A little annoyance. "What makes you think I enjoy it?"

"Would you still be here if you didn't?"

"What makes you think I won't get up and leave?"

"Why do you always answer a question with a question?"

Definite annoyance. "Why do you?"

She smiled, all joy and sparkling happiness, almost perky but for the center of calm and passivity. "I asked you first."

He made a face that looked almost like he was going to snarl at her, and then it disappeared. "It generates a more... interesting response."

"A more thoughtful response, you mean."

Pause. "In your case, yes."

Pause. "I'm afraid I just do it to be annoying. I don't really have a reason other than to keep you talking. I find that I enjoy your company."

He blinked. Apparently the thought that someone could genuinely enjoy his company was alien to him. "Oh."

She looked down shyly, fiddling with her pen and notepad, tapping one against the other. "Actually, it's one of the techniques they teach you in journalism school... how to draw information out of people. How to ask questions that aren't leading, all that kind of thing." She grinned. "I think they teach the same thing in police interrogation courses and law school."

"Do they?"

"I think so..."

The Agent stared down at his hands as though he were seeing them for the first time. "They ... teach something similar to us."

She stared It was the first time he'd said anything about himself, and it was earlier than she had ever expected it to be. It threw her off balance, and she didn't know what to do or say.

"Is it hard?"

She blinked, shook her head. "Is what hard?"

"Interrogating people."

"I don't..." she paused. "I try not to interrogate people."

"Why?"

"People tend to give less information when they feel threatened. Or at least, less reliable information."

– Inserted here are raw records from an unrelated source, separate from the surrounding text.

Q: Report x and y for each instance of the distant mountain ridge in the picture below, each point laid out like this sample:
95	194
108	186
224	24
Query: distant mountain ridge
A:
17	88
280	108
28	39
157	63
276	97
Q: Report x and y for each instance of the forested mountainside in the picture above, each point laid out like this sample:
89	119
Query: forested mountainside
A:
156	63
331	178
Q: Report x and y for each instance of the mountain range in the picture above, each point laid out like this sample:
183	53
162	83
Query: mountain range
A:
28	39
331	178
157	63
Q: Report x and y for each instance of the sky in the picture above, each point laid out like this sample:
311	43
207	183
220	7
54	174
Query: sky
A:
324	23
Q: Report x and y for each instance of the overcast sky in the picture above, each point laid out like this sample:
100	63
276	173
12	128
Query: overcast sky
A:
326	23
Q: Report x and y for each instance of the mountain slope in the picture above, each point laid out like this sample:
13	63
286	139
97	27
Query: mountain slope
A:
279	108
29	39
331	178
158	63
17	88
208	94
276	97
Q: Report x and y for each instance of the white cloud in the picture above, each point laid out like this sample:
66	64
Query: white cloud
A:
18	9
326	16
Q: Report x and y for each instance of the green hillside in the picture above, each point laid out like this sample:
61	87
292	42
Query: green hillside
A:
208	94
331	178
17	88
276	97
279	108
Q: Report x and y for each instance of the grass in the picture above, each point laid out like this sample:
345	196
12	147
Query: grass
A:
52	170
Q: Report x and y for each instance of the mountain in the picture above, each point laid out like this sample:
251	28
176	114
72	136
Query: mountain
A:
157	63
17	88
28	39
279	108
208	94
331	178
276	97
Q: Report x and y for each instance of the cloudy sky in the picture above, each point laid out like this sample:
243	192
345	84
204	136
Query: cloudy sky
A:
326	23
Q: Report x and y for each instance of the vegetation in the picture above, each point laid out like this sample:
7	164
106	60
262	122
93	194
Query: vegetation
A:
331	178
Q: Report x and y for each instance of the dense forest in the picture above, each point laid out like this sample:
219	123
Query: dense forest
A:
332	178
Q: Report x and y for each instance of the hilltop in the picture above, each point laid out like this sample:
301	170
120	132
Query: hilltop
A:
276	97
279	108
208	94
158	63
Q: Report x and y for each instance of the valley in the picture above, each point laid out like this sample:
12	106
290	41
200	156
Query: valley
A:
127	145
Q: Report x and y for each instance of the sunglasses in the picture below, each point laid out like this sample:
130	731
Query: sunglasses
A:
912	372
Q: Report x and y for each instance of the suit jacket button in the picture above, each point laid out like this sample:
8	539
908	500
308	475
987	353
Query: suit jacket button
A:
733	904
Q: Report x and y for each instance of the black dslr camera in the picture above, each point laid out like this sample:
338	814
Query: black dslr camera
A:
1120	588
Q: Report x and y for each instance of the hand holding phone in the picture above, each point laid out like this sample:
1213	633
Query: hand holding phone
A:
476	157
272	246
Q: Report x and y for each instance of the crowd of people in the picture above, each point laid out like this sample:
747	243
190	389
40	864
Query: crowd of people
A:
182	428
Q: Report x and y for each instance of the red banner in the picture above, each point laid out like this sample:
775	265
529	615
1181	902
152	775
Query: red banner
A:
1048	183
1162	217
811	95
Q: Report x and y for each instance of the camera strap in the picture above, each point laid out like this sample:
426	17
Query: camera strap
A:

The import of the assertion seemed to strike them both at the same time, although they clearly drew conclusions as different as chalk to cheese. She looked at her clear yellow plastic watch and bolted up from her chair like a shot. The sudden movement caused a slight twitch in the Agent, the hair trigger reaction she had expected and prepared for. "Crap... I'm late. I have to go... report to the boss. Um..." she ran her fingers through her hair, eyes down at the table and reluctant but pleased. "I really enjoyed talking with you. Are you free tomorrow?"

He blinked. Again, she had managed to catch him off guard.

"Never mind. Tell you what, I'll stop by the park around noon and wait fifteen or twenty minutes. If the weather's nice, and if you're here, we can go and play chess or something in the park, okay?"

She didn't wait for an answer, but instead bounded off the chair and down the street, mainly dodging cars that screeched and honked afterwards. The Agent stared after her for a second and then turned and walked away. After a few meters she looked back. He had disappeared.